Bu tür söylemlerle son günlerde Körfez ülkelerinde yoğun bir kampanya yürütülüyor.
Kuveytli yazar Abdullah El-Hedlaq gibilerin gerçekte Filistin diye bir devlet olmadığı ve işgal altındaki Filistin topraklarının Yahudilere ait olduğunu öne sürecek kadar ileri gitmeleri toplumu İsrail’le ilişkileri kabule hazırlama kampanyasının bir parçası.
Kısacası, taşlar bağlanırken köpekler serbest.
Bu arada, gözaltındaki alimlerle pazarlık yapıldığı, MBS’nin adımlarına destek veren açıklamalar yapmayı kabul ederlerse serbest bırakılacaklarının söylendiği fakat şu ana kadar hiç birinin bu öneriyi kabul etmediği belirtiliyor.
“Ilımlı İslam” ve “reform” iddiasındaki MBS, “halkı yönlendirmek için dini istismar etme” politikasından vazgeçmiş değil.
Ülke içindeki alimleri gözaltına alarak susturan Suudi Arabistan yönetimi, halkın ülke dışındaki alimlerden etkilenmesini de önlemek istiyor.
Yusuf El Karadavi başkanlığındaki Dünya Müslüman Alimler Birliği’ni “terör örgütü” ilan etmesinin nedeni bu.
Suudi Arabistan Büyük Alimler Konseyi 26 Ekim’de yayınladığı bildiride, Dünya Müslüman Alimler Birliği’nin “hizipçi ve dar düşüncelere dayalı” görüşleri olduğunu, Arap ve İslam ülkelerinde fitne çıkardığını öne sürerek, ilim talebelerini bu tür birliklere üye olmamaları yönünde uyarmıştı.

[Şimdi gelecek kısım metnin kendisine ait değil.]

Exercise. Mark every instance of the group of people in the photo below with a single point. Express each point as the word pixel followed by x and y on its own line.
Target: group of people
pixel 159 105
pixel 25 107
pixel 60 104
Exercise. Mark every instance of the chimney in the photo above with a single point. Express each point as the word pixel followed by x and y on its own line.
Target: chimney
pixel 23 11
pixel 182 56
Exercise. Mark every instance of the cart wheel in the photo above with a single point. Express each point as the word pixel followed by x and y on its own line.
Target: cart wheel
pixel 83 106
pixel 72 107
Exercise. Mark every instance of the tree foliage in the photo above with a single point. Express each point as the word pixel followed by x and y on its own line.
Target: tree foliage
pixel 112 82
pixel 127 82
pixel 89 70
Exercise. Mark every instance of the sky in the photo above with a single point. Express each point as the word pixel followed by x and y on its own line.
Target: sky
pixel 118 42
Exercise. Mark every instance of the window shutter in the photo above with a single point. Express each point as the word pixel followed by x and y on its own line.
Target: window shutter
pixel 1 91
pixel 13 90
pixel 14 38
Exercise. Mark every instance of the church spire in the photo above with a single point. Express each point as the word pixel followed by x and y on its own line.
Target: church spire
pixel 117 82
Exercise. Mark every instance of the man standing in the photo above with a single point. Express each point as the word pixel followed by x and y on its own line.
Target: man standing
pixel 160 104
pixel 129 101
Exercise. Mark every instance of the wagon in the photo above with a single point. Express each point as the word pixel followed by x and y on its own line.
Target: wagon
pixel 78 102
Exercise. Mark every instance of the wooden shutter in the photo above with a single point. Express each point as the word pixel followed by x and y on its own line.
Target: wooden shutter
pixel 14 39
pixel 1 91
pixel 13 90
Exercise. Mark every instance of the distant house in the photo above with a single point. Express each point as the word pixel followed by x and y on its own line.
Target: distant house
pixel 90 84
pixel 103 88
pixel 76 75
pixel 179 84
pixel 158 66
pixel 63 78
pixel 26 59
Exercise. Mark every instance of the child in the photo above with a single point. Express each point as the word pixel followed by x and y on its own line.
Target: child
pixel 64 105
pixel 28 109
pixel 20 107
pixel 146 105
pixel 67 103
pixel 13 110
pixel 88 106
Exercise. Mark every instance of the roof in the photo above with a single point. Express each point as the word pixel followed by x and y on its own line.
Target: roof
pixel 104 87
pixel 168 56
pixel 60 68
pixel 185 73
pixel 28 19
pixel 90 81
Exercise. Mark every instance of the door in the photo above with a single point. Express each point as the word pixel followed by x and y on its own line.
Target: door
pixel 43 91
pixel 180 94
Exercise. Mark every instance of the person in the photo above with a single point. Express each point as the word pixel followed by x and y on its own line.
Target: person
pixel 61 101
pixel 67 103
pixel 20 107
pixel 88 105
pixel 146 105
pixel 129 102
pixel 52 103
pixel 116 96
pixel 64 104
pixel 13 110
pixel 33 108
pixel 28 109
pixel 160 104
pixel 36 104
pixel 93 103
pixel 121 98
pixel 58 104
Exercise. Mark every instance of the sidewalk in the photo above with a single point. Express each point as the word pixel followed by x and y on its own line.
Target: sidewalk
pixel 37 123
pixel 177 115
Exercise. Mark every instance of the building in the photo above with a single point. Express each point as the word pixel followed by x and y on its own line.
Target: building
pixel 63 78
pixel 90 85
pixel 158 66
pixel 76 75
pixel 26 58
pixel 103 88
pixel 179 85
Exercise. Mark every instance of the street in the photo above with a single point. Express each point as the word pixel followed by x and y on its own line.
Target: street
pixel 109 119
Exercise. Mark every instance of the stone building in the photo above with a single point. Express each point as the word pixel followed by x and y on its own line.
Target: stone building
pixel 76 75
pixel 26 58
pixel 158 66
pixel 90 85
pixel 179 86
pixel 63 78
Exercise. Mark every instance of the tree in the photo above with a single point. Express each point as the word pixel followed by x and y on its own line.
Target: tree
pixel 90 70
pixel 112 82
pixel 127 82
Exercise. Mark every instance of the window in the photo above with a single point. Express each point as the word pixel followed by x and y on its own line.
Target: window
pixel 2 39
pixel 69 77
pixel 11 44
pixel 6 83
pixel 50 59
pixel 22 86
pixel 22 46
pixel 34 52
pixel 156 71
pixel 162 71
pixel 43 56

Birliğin dünyanın dört bir yanındaki alimlerden ve davetçilerden 95 bin üyesi var.
Başkanı Yusuf El-Karadavi ise yardımcısı Umman Sultanlığı Müftüsü Ahmed El-Halili.
Dolayısıyla Körfez İşbirliği Konseyi (KİK) üyesi bir ülkenin en yüksek dini otoritesi “terör örgütü üyesi” ilan edilmiş oluyor.
Birçok toplantısını da İstanbul’da gerçekleştirdiğini not edelim.
İsrail Başbakanı Netanyahu, geçen hafta Enver Sedat’ın İsrail’i ziyaret edişinin 40’ıncı yıl dönümü dolayısıyla İsrail parlamentosu Knesset’te düzenlenen oturumda yaptığı konuşmada, “Barışın genişletilmesinin önündeki en büyük engel bugün çevremizdeki ülkelerin liderleri değil. Bu engel Arap sokağındaki kamuoyundan kaynaklanıyor” diyerek bir gerçeğe işaret etti.
O engelin aşılması için halkların – icabında zor kullanılarak – dönüştürülmesi gerekiyor.
Halkların dönüştürülebilmesi için de onlara rehberlik edebilecek alimlerin susturulmasının şart olduğunu biliyorlar.
Özetle söylemek gerekirse, alimlerin oluşturduğu birliği terör örgütü ilan etmenin başlıca hedefi, söz konusu birliğin görüşlerinden etkilenmemesi için halkı korkutmaya çalışmak.